Franco Zeffirelli nel suo film sulla Traviata (1983), dopo aver sfrondato senza
pentimenti cabalette, quadrature e quelli che il regista ha definito «tempi morti» della
partitura verdiana, amplifica le pagine in oggetto, facendone ripetere più volte a
James Levine alcune cellule motiviche. La festa da Flora diventa così il clou
ipertrofico del suo successo commerciale che, nonostante una certa sfortuna critica,
rimane una delle opere in video più amate dal grande pubblico.
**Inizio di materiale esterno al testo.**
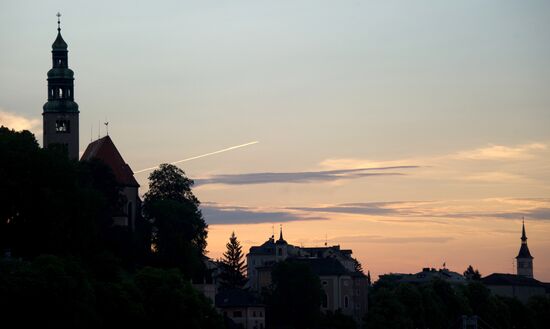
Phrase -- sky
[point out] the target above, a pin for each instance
(414, 132)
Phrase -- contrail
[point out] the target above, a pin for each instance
(201, 156)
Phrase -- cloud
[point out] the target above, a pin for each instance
(494, 177)
(217, 214)
(535, 209)
(394, 208)
(299, 177)
(501, 152)
(18, 122)
(392, 240)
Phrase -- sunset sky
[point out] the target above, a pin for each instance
(413, 132)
Sulla scorta dell’operazione di Zeffirelli, nel mio intervento desidero proporre
una lettura del finale secondo della Traviata alla luce della sfuggente categoria del
«Camp»: una questione che ha assurto rilievo nella critica culturale da quando
cinquant’anni fa Susan Sontag pubblicò il suo saggio Note sul 'Camp', primo
tentativo di circoscrivere l’argomento per exempla. A oggi non sono state ancora
indagate con sistematicità le possibili intersezioni tra l’opera in musica e il Camp, ma
diversi studiosi hanno provato a fornirne una definizione sulla base delle suggestioni
di Sontag. Mark Booth nel suo volume Camp toi! (1983) sostiene che «essere camp
significa presentarsi come coinvolti dal marginale, con un coinvolgimento superiore
a quanto il marginale effettivamente meriti». Sarebbe quindi Zeffirelli a essere camp
nel suo trattamento di questa scena marginale? Oppure lo è la stessa Traviata - come
d’altronde accennato da Sontag - richiedendo uno sguardo che ne accolga questa
dimensione? La mia relazione suggerirà possibili risposte.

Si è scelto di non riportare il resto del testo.